Figure 1 shows the national ILINet curve for the 2015–2016 season in comparison to the 2009–2010 through 2014–2015 seasons. Compared to earlier seasons, the 2015–2016 season started later and had a later peak. The peak intensity was 3.5%, well below the high value of 7.7% set in the 2009–2010 pandemic season and below the peak of 6.0% in 2014–2015. Seasonal forecast targets and evaluation periods for short–term forecasts for each region are shown in Table 1. The evaluation period for each target reflected the Morbidity and Mortality Weekly Report (MMWR) calendar weeks when forecasts for that target have the most utility (see Methods).

Figure 1

Percentage of visits for ILI reported by ILINet – 2009–2010 season to 2015–2016 season.

Table 1

2015–2016 seasonal target values and boundaries of evaluation periods for the United States as a whole and each HHS Region, based on ILINet values published MMWR week 28 (July 22, 2016).

	Seasonal Targets				Evaluation Periods (MMWR Week)
	Baseline value	Onset Week	Peak Week	Peak Intensity	Onset Week	Peak Week/ Intensity	1–4 week ahead
US National	2.1%	3	10	3.6%	42 − 9	42 − 14	51 − 17
HHS Region 1	1.3%	51	10	2.5%	42 − 5	42 − 17	47 − 18
HHS Region 2	2.3%	4	11	4.1%	42 − 10	42 − 14	52 − 17
HHS Region 3	1.8%	47	10	4.0%	42 − 1	42 − 18	43 − 18
HHS Region 4	1.6%	3	10	3.6%	42 − 9	42 − 18	51 − 18
HHS Region 5	1.6%	7	10	3.3%	42 − 13	42 − 14	3 − 17
HHS Region 6	3.6%	47	7	5.6%	42 − 1	42 − 13	49 − 16
HHS Region 7	1.7%	7	10	2.5%	42 − 13	42 − 14	3 − 17
HHS Region 8	1.4%	5	8, 11	2.2%	42 − 11	42 − 15	1 − 18
HHS Region 9	2.6%	3	7	4.4%	42 − 9	42 − 14	51 − 17
HHS Region 10	1.1%	2	7	2.4%	42 − 8	42 − 15	50 − 18

Percentage of visits for ILI reported by ILINet – 2009–2010 season to 2015–2016 season. 2015–2016 seasonal target values and boundaries of evaluation periods for the United States as a whole and each HHS Region, based on ILINet values published MMWR week 28 (July 22, 2016).
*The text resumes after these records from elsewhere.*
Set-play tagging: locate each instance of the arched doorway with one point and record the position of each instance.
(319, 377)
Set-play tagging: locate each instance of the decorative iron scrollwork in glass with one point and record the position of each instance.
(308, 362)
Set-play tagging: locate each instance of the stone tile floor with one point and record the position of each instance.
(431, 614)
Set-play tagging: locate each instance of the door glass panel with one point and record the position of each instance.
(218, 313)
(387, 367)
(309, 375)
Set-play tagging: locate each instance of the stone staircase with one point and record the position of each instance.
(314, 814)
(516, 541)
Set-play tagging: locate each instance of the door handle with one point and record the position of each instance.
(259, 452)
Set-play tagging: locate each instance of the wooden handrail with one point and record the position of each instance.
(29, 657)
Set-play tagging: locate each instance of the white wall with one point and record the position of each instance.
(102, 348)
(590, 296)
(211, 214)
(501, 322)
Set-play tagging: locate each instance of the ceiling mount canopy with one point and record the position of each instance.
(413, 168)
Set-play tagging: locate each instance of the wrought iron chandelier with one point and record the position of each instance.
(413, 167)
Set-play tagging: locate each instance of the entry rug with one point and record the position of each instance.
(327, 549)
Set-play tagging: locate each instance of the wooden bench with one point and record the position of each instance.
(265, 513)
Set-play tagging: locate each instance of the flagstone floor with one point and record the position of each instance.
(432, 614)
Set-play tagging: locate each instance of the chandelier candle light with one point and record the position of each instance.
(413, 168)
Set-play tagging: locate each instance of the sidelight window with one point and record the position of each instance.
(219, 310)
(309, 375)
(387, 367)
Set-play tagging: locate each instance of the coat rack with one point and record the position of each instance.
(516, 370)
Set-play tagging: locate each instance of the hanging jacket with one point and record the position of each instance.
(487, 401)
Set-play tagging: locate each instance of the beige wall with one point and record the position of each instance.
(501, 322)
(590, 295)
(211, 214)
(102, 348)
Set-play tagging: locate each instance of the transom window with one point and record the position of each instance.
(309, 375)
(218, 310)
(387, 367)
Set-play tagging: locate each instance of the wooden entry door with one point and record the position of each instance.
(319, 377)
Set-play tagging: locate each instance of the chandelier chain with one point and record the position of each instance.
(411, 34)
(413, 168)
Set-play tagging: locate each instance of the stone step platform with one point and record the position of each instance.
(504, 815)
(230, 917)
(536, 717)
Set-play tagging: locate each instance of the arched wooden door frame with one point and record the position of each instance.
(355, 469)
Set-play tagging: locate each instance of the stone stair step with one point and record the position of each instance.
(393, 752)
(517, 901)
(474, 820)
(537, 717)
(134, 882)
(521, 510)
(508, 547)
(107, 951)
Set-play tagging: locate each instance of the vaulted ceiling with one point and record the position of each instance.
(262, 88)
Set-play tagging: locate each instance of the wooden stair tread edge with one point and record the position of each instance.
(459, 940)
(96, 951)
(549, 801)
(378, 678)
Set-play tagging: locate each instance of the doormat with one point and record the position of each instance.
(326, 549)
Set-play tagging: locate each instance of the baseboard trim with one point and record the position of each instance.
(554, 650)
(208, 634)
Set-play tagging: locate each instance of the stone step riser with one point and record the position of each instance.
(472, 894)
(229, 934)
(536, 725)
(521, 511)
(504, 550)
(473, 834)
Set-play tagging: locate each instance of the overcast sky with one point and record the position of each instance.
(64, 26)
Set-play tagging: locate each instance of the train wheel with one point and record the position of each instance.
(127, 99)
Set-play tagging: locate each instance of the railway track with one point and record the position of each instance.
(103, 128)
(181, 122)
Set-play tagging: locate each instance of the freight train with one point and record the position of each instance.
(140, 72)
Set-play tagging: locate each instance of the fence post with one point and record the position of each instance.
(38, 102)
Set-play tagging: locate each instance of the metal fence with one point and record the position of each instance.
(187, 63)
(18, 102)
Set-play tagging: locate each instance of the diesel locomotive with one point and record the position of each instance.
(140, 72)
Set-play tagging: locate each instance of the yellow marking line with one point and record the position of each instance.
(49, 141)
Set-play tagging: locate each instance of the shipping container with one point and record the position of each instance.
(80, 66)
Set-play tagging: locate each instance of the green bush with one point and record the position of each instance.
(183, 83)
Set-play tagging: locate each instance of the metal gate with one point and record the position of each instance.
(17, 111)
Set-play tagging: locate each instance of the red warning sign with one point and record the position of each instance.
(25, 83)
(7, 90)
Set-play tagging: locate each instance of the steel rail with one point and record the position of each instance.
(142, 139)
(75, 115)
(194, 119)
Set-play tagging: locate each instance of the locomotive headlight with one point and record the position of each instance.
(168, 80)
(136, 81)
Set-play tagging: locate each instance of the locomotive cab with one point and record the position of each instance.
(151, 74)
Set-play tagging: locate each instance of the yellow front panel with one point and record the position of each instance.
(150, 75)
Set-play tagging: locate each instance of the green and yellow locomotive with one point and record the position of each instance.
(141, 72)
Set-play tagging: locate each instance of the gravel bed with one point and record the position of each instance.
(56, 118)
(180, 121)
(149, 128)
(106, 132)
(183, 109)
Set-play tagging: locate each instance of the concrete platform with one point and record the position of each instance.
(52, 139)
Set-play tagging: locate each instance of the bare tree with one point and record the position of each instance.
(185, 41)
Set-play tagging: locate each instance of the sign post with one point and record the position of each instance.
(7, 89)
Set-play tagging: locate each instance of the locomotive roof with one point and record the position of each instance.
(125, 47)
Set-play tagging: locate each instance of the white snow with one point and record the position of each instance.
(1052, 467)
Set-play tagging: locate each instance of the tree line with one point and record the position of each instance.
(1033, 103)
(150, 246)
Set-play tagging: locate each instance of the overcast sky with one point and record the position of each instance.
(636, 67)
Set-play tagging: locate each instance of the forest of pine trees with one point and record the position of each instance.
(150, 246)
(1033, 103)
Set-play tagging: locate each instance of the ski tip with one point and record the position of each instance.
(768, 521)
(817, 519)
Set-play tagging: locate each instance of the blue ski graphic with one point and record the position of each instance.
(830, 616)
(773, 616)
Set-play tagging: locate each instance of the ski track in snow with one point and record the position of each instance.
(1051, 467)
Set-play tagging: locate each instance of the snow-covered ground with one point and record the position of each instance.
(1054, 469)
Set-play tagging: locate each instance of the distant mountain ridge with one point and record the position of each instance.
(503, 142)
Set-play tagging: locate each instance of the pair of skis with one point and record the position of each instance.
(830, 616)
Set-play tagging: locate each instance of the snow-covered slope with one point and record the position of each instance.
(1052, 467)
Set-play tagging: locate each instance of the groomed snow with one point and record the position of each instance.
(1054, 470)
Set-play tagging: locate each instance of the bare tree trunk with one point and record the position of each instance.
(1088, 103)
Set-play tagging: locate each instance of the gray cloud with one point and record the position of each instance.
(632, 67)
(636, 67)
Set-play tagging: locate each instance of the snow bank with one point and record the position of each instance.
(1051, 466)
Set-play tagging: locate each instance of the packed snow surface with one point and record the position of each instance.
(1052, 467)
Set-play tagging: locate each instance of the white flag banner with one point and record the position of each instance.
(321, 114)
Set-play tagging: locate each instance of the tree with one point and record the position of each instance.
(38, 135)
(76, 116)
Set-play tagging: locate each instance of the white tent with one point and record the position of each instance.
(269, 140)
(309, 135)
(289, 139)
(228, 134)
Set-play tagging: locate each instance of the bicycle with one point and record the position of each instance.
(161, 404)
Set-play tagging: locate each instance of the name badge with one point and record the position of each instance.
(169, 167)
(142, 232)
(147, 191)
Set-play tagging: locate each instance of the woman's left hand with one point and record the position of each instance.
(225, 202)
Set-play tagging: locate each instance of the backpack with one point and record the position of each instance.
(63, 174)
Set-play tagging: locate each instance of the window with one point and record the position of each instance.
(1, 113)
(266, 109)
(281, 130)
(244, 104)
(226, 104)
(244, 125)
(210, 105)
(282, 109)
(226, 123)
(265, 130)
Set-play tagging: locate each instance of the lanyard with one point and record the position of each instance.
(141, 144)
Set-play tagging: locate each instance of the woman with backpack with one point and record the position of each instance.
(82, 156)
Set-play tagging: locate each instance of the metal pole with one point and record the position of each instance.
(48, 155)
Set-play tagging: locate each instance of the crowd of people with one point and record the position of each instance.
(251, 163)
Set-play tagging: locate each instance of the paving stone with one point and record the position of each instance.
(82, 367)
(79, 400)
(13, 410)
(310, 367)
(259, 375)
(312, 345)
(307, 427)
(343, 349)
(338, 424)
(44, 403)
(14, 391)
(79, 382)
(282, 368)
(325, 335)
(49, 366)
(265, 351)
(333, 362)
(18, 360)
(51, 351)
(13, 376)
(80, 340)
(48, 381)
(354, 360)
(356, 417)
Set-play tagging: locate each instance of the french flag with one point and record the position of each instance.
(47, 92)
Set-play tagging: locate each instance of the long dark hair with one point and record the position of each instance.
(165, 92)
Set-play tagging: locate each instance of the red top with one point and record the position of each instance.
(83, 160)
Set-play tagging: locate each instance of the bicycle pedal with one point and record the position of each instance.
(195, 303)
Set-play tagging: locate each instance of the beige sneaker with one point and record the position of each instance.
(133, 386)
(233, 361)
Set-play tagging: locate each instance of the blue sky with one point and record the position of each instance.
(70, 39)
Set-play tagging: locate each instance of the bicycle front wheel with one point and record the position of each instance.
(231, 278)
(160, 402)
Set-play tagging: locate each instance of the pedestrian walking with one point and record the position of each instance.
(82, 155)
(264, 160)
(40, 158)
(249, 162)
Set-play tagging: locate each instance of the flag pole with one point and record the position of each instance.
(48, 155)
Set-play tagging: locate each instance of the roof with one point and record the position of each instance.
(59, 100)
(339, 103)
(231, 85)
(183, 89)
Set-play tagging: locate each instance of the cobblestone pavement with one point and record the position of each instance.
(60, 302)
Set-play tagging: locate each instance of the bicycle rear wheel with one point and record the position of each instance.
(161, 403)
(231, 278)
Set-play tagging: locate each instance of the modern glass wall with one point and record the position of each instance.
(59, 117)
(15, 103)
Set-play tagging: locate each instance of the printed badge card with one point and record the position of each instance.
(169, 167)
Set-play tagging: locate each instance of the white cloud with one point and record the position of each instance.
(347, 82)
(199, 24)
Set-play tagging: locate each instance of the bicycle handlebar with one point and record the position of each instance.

Eleven teams submitted fourteen separate forecasts (models A-N, Table 2). Table 2 contains brief descriptions of each model’s methodology. All model structures remained consistent over the season, and only Model G made minor updates to their method to better incorporate trends in ILINet revisions. All but one model provided predictions for each of the 10 HHS Regions. Most teams participated throughout the season, but four forecasts began late: Model I (MMWR week 50), Model K (MMWR week 45), Model L (MMWR week 49), and Model N (MMWR week 4). For these models, earlier forecasts were scored as missing.

Table 2

Participating model descriptions.

Model	Data source	Regional forecast^a	Model type	Returning Team	Ensemble Forecast	Brief description
A	ILINet, weather attributes	Yes	Mechanistic^b	Yes	Yes	SIRS model with ensemble Kalman filter to assimilate observed data sources.
B	ILINet	Yes	Statistical^c	No	Yes	Historical predictions for part of season, followed by extra trees random forest predictive model.
C	ILINet, specific humidity	Yes	Mechanistic	Yes	Yes	SIR, SIRS, SEIR, SEIRS models combined using three ensemble filter algorithms w/ fixed scale and real-time ILI measures.[24–26]
D	ILINet, specific humidity	Yes	Mechanistic	Yes	Yes	SIR, SIRS, SEIR, SEIRS models combined using three ensemble filter algorithms w/ variable scale and inferred ILI measures[24–26].
E	ILINet, Twitter, Wikipedia	Yes	Statistical	Yes	No	Kalman filter using archetypal ILI trajectory as a process model and digital surveillance as measurements[27].
F	ILINet, crowd-sourced forecasts	Yes	Statistical	Yes	Yes	Aggregate forecast from many individual crowd-sourced forecasts[28].
G	ILINet	Yes	Statistical	Yes	Yes	Weighted ensemble of ten statistical models including empirical Bayes, smooth splines, empirical distribution.
H	ILINet, weather attributes	Yes	Statistical	No	No	Use maximum mutual information to explore dependencies between factors and determine the optimal predictive model; variables included are ILI, temperature, rain/snowfall, leading to a maximum entropy generalized non-linear model.
I^d	ILINet, Twitter	Yes	Statistical	No	No	Bayesian hierarchical model that borrows information from previous flu seasons to inform about the current flu season.
J	ILINet	Yes	Mechanistic	No	No	Fit optimal parabola to incidence curve for current season ILI data, incorporating noise estimated from past seasons[29].
K^d	ILINet	Yes	Statistical	No	No	Use k-nearest neighbours approach to select past season most similar to current season. Historical variance with normality assumption used to generate probabilities.
L^d	ILINet	No	Statistical	No	No	Use kernel conditional density estimation to estimate each future week, combine using copulas to create joint distribution[30].
M	ILINet, Twitter	Yes	Mechanistic	Yes	No	Uses Twitter and ILINet data to set initial conditions for stochastic generative epidemic model, calibrated to historical ILI surveillance[31,32].
N^d	ILINet, school vacation schedules, specific humidity	Yes	Mechanistic	No	No	An MCMC procedure with an SIR model using climate and school vacation schedule to determine the reproduction number. National forecasts are a weighted average of coupled regional forecasts.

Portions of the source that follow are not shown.